The Middle East Plague Goes Global - Rickasaurus
http://www.foreignpolicy.com/articles/2013/06/28/the_middle_east_plague_goes_global?page=full

======
nakedrobot2
To avoid the hassle of signing up with a fake email address, here is the
article. Split into 3 parts to avoid the maximum comment length on HN.

Part 1:

When the Black Death exploded in Arabia in the 14th century, killing an
estimated third of the population, it spread across the Islamic world via
infected religious pilgrims. Today, the Middle East is threatened with a new
plague, one eponymously if not ominously named the Middle East respiratory
syndrome (MERS-CoV, or MERS for short). This novel coronavirus was discovered
in Jordan in March 2012, and as of June 26, there have been 77 laboratory-
confirmed infections, 62 of which have been in Saudi Arabia; 34 of these Saudi
patients have died.

Although the numbers -- so far -- are small, the disease is raising anxiety
throughout the region. But officials in Saudi Arabia are particularly
concerned.

This fall, millions of devout Muslims will descend upon Mecca, Medina, and
Saudi Arabia's holy sites in one of the largest annual migrations in human
history. In 2012, approximately 6 million pilgrims came through Saudi Arabia
to perform the rituals associated with umrah, and this number is predicted to
rise in 2013. Umrah literally means "to visit a populated place," and it's the
very proximity that has health officials so worried. In Mecca alone, millions
of pilgrims will fulfill the religious obligation of circling the Kaaba. And
having a large group of people together in a single, fairly confined space
threatens to turn the holiest site in Islam into a massive petri dish.

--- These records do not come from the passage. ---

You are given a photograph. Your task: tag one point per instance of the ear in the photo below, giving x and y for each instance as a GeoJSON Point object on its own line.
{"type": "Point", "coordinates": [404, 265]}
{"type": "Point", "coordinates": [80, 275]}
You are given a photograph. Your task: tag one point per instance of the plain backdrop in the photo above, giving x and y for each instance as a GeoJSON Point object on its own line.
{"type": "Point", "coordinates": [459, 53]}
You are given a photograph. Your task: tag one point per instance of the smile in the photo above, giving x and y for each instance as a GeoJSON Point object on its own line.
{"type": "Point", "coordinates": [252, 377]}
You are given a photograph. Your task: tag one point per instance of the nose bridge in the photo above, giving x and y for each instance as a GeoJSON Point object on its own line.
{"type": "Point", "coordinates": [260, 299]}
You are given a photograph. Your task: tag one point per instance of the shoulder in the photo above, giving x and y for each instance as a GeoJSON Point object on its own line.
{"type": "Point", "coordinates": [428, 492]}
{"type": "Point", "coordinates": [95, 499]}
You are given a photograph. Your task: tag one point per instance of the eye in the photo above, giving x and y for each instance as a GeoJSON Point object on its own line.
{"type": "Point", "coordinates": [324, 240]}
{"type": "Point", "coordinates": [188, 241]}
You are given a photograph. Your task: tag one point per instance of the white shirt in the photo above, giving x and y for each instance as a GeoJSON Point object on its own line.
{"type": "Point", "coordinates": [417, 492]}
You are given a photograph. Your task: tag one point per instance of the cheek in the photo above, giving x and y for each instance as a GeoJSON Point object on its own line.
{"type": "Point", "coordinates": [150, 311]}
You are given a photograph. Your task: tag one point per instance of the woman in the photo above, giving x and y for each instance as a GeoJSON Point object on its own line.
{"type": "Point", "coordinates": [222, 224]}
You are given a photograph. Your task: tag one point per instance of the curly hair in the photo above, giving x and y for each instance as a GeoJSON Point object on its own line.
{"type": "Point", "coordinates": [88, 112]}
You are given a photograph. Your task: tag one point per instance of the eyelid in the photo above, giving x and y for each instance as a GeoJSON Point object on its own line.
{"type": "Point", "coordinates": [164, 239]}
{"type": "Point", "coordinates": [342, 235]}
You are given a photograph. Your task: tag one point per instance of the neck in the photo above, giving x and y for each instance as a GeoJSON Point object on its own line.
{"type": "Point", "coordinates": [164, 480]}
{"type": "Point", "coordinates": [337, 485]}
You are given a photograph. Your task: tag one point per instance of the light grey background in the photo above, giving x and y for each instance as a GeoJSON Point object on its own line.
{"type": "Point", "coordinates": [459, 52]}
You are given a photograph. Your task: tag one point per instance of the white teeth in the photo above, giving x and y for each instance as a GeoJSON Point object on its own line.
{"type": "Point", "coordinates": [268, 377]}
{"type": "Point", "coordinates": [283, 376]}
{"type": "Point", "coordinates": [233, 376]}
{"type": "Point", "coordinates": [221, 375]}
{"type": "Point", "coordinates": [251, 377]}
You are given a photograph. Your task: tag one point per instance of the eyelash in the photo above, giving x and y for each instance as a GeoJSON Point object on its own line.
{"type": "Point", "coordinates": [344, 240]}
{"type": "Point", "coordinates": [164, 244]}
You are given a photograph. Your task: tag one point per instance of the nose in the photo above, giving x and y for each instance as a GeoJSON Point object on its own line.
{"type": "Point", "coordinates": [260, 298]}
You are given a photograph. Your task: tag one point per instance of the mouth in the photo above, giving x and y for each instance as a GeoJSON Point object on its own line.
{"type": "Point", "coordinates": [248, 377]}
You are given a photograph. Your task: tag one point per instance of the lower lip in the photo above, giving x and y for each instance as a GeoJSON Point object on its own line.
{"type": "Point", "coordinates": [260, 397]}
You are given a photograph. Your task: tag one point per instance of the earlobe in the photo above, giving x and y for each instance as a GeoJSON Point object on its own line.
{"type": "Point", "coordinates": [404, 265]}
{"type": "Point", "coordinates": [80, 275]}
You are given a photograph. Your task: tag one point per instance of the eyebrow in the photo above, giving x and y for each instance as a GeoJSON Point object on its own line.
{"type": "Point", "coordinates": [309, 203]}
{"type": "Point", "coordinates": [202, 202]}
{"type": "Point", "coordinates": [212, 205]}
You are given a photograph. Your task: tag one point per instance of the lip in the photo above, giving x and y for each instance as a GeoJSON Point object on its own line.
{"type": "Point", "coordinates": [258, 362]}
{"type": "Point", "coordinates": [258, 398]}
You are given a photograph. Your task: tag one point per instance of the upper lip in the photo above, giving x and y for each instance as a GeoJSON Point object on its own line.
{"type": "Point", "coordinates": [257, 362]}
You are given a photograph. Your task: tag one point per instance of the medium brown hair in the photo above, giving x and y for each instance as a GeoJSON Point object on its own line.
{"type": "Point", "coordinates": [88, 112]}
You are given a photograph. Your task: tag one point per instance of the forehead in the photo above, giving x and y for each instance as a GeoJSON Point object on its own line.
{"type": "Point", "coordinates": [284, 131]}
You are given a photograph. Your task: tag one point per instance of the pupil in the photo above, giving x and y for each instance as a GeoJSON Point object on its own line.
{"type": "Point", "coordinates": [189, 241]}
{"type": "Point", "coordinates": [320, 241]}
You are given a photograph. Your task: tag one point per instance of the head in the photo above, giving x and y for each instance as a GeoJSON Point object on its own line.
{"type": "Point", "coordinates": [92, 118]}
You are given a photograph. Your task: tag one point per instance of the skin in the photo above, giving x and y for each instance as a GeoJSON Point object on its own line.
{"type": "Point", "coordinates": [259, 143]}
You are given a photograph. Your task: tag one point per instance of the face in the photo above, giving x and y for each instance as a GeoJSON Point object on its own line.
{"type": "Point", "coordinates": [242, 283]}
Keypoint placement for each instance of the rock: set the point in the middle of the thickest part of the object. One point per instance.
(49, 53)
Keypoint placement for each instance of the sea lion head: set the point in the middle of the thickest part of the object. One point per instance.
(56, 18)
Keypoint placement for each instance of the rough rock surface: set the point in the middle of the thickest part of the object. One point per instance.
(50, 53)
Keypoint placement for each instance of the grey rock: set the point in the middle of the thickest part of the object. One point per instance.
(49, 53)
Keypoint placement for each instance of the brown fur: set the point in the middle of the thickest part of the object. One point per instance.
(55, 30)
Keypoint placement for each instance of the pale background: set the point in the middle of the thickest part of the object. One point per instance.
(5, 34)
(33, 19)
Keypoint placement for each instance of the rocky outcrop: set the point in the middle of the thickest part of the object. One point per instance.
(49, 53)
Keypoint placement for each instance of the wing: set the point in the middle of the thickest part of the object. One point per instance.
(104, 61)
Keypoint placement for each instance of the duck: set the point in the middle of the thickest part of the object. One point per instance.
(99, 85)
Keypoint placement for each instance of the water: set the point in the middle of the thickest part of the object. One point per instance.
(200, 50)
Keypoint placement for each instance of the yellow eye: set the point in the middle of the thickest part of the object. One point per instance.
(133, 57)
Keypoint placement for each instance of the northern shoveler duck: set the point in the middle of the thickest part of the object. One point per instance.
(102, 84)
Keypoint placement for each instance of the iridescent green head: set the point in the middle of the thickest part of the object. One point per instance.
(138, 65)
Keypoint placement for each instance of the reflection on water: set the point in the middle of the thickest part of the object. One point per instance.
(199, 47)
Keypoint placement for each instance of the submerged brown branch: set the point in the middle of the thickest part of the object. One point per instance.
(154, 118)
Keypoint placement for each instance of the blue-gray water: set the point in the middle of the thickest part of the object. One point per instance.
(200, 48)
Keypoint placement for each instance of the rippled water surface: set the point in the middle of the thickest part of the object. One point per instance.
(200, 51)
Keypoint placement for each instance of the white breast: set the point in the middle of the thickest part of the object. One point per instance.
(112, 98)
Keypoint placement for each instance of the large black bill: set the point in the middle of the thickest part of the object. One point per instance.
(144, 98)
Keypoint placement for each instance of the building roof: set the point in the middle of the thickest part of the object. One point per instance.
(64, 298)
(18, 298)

The disease is still mysterious. Little is understood about how it is
transmitted and even less regarding its origins. But we do know that MERS is
deadly, with a mortality rate of about 55 percent -- a remarkably higher
lethality than that posed by its close cousin, the severe acute respiratory
syndrome (SARS) virus, which in 2003 terrified travelers across the globe but
posed a fatality rate of only 9.6 percent. The MERS coronavirus is new to our
species, so mild and asymptomatic infections seem to be rare, but the human
immune response to infection is itself so extreme that it can prove deadly in
some cases.

Like SARS, the MERS virus spreads between people via close contact, shared
medical instruments, and coughing. Once inside the human lung, the MERS virus
sparks a series of reactions that all but destroy normal lung function.
Patients can descend into pneumonia so severe that they require machine-
assisted breathing to stay alive, in as little as 12 days. Unlike SARS, the
MERS virus is also capable of attacking the kidneys and can be passed on to
others via exposure to contaminated urine. And for some of those who survive
acute MERS, years of rehabilitation may be necessary, just like for some of
the 2003 SARS victims.

And like back in 2003, when health officials worried about airplane travelers
in confined spaces transmitting the virus across the globe, the hajj poses a
unique risk of transmission, one that could catapult this still-small outbreak
into a full-fledged pandemic. Containment will become nearly impossible as
millions of pilgrims flock from virtually every country on the globe to the
kingdom during the holy month. Indeed, MERS has already crossed continents;
two suspected cases were reported in France as recently as June 12, and
confirmed cases have been reported in Germany and Britain. The first patient
in each of these cases had traveled in the Middle East before reaching his/her
home destination, only then to be diagnosed with MERS.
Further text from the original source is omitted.